Beautiful Canvas

Beautiful Canvas
Beautiful Canvas review
  • North American Publisher / ISBN: Black Mask - 978-1-62875-182-6
  • Release date: 2015
  • UPC: 9781628751826
  • Contains adult content?: yes
  • Does this pass the Bechdel test?: yes
  • Positive minority portrayal?: yes

Beautiful Canvas mixes all the right ingredients for a first rate crime thriller, but doesn’t make it to the finish line because Ryan K. Lindsay tries too hard and ends up vastly inflating something that would have been better kept simple and atmospheric.

Events begin with a conversation between hitwoman Lon and obnoxious billionaire Milla, for whom she takes on hits. Milla has a new target and Sami Kivelä’s impressive sample page shows that assignment being carried out. However, when it comes to killing the infant child on the premises, Lon has a crisis of conscience, and instead makes off with him.

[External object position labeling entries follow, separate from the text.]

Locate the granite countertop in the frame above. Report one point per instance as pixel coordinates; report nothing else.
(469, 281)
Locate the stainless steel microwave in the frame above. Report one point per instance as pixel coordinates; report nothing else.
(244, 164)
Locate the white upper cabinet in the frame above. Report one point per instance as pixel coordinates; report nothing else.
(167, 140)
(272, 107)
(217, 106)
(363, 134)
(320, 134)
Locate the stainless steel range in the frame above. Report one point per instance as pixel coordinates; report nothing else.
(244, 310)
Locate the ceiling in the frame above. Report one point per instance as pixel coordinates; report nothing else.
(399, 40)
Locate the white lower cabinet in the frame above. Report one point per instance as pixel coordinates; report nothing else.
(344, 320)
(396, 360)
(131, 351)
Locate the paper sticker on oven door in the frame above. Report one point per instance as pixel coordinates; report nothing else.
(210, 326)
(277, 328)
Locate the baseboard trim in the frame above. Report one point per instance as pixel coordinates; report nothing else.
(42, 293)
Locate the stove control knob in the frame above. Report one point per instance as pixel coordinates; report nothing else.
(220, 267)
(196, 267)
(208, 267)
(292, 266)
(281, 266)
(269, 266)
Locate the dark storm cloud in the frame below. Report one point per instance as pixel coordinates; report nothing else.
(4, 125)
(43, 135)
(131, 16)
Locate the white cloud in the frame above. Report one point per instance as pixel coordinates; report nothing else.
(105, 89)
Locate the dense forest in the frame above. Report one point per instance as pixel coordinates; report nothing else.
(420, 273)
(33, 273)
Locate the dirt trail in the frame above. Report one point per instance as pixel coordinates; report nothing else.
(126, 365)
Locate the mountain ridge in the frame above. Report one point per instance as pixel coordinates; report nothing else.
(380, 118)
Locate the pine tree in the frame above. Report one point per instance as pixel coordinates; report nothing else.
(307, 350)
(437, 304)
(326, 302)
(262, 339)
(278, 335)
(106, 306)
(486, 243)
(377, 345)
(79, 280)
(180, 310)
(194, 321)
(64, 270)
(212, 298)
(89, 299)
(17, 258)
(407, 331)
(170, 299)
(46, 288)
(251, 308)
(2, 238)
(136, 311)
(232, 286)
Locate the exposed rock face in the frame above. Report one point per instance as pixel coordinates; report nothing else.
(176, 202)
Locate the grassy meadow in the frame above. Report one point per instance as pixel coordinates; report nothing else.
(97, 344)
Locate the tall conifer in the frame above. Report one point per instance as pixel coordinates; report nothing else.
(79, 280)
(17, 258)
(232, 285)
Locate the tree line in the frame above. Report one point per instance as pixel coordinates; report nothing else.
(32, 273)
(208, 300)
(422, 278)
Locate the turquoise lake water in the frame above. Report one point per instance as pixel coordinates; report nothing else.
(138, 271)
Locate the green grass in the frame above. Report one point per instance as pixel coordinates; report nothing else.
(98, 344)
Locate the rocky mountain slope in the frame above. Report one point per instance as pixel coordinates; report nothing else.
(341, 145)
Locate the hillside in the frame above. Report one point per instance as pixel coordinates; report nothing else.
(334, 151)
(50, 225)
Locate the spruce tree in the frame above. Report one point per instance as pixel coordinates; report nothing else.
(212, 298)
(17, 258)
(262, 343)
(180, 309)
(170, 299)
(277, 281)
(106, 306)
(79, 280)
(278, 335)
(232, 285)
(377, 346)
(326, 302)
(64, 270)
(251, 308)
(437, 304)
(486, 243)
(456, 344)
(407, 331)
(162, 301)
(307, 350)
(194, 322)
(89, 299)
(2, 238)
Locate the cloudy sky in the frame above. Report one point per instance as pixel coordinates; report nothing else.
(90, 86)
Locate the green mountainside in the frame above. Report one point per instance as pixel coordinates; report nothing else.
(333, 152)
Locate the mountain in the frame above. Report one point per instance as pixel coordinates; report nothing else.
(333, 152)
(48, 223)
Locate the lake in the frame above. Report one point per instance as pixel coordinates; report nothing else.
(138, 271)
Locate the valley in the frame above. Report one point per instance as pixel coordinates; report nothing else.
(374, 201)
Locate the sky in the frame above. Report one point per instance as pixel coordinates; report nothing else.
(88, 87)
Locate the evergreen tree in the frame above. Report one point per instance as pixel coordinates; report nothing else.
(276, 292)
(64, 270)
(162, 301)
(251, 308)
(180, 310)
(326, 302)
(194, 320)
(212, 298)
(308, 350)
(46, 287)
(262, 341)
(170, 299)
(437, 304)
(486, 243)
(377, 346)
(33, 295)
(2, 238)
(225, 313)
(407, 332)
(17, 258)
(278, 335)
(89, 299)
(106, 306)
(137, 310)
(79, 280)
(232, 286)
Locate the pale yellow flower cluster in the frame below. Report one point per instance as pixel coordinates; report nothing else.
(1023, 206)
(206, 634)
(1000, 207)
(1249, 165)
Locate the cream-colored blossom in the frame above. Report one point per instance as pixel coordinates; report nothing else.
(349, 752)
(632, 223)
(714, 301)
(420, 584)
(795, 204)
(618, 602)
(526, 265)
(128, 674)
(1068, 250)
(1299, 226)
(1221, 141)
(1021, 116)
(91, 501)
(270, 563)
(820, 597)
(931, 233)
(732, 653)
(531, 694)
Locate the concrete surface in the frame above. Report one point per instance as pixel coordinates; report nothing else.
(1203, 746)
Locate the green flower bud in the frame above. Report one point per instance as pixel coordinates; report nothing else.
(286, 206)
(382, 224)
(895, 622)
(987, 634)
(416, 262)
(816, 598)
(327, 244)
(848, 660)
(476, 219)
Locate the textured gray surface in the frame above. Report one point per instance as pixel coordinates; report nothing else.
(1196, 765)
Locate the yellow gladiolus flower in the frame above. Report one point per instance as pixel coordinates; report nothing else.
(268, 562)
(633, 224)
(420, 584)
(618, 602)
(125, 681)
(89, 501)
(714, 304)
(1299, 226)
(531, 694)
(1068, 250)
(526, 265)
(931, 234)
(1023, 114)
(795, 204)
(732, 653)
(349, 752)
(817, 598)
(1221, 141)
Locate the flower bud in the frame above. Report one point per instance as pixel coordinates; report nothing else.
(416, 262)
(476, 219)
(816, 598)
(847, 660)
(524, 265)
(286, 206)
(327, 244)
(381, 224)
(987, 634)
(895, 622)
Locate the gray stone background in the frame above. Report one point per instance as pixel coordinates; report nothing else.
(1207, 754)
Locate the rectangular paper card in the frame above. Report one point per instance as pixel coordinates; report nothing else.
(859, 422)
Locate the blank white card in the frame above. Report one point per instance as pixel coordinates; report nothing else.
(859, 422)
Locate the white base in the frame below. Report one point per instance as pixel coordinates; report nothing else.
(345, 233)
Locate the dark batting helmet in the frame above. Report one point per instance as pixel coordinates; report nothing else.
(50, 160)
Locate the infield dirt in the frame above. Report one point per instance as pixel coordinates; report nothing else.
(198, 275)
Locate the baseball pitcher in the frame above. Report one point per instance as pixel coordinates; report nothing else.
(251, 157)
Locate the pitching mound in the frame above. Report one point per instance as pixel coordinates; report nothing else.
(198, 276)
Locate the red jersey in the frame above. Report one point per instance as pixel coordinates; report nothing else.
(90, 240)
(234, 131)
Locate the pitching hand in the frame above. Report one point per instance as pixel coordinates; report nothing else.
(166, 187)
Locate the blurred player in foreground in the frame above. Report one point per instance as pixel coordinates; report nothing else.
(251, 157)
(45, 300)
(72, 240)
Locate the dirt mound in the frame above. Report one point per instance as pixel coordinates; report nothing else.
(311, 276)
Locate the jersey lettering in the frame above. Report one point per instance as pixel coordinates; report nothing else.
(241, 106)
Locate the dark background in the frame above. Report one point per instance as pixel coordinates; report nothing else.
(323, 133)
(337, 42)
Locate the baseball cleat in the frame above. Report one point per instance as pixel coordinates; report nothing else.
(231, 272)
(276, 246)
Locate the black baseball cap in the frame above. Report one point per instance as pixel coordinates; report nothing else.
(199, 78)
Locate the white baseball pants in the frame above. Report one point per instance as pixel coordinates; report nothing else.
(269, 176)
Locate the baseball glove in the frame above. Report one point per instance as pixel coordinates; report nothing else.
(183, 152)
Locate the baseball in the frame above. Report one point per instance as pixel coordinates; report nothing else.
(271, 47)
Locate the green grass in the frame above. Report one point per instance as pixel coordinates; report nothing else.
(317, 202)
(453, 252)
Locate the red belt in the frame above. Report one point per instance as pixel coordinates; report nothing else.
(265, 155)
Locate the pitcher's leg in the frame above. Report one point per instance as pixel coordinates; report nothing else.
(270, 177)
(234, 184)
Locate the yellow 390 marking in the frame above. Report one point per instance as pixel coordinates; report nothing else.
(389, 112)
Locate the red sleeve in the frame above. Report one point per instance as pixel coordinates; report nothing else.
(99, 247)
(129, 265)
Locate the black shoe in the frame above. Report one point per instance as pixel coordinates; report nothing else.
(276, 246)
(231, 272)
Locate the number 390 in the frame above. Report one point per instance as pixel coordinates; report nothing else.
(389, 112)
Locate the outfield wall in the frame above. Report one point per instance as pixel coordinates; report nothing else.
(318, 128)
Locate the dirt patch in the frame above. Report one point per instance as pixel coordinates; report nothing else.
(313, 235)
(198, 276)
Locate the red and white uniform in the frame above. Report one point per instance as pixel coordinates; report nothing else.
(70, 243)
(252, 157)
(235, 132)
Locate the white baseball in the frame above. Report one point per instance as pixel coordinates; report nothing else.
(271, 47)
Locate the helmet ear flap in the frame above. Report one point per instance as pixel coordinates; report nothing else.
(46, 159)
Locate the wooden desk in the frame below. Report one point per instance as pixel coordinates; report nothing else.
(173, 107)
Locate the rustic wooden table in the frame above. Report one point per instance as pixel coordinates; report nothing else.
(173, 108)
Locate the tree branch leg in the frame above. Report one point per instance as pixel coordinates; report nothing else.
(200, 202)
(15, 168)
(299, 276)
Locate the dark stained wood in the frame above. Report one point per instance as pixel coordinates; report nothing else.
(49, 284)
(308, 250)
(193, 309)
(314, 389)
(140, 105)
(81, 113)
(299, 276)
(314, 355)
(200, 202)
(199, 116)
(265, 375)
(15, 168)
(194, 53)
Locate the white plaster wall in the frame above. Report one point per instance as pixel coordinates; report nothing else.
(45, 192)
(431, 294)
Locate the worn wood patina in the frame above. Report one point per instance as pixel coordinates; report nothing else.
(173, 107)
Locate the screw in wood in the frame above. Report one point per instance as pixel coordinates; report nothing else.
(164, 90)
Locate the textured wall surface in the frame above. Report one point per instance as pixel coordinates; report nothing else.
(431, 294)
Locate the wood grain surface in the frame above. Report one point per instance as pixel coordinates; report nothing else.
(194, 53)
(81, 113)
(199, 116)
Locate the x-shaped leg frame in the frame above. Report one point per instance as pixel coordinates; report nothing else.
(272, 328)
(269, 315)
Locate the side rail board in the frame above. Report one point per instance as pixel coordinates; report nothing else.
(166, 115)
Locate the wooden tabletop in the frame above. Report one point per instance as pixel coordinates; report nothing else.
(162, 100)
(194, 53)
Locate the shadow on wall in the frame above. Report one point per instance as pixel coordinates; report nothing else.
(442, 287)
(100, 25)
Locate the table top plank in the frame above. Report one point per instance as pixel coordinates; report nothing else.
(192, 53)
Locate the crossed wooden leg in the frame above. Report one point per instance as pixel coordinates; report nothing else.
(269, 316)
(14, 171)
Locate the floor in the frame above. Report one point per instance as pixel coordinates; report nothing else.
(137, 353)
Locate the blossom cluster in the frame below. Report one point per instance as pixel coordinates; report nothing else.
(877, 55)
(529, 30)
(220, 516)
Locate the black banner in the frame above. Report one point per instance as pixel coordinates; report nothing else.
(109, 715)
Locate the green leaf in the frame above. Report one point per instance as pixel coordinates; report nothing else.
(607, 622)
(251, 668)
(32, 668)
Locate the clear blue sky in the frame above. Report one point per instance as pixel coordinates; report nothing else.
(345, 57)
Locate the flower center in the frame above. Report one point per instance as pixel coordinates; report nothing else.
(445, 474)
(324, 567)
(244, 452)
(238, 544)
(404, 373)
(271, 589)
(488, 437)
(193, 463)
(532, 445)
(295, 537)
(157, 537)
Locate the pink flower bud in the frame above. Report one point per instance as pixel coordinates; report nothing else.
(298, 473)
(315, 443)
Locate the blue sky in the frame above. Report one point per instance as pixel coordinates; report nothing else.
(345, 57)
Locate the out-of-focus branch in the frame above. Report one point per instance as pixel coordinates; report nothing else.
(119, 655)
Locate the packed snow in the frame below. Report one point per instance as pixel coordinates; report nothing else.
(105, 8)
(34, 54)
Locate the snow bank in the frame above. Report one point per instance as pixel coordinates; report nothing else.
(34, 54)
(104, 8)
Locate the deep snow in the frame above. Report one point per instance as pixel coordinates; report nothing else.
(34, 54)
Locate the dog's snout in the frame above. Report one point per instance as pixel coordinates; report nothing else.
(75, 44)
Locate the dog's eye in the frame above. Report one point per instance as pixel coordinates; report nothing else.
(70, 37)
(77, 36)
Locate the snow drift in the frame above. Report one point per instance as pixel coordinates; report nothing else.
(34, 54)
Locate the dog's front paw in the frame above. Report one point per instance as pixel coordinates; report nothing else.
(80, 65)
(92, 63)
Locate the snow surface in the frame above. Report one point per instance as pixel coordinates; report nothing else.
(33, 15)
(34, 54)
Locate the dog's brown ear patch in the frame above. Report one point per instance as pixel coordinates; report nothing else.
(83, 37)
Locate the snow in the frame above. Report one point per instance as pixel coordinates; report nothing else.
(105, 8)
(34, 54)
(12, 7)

That all works very nicely. Milla’s an amoral specimen who enjoys torturing people, and sends a photographer around after her assigned hits to create art from the resulting scene, which is whimsical, but not too far removed from the eccentricity of a James Bond villain. It adds colour, although expounding her theories of art confirms her as a crashing bore. Lon being haunted by the ghost of a little girl is fine also, as tormented killers have a greater presence, and her girlfriend Asia is sympathetic. The introduction of super powers, however, shunts something with the neat, enclosed parameters of a character-based crime story into anything can happen territory. There’s very little about the basic story needing super powers, and making it bigger doesn’t make it better. We also have to contend with the hyper-reality of Lindsay’s dialogue, where it’s never enough that people speak or explain where necessary. He imposes character clumsily, people spouting hollow soundbites. He even calls himself on it at one point – how very meta – but doesn’t stop. Right at the end he notes a character is overthinking. Yeah.

It’s not that the ideas associated with the superheroes are bad, they’re just forced into the wrong story because Lindsay wants to make a bigger impression, everything screaming self-awareness, yet reading like a Grant Morrison pastiche. That good impression is stolen by Kivelä’s unpretentious art, everything clear, everything solid and everything appealing. He incorporates smart visual effects, draws attractive people, and the vibrant colour of Triona Campbell is the cherry on the cake.

As pages turn, the scenario keeps escalating and the smug dialogue continues to a finish that doesn’t work because Lindsay presents the one in a thousand sequence of events rather than the one in two. There’s honestly more fun in concocting the viable alternatives than reading it through. Kivela, though, is an artist to anticipate on a better project.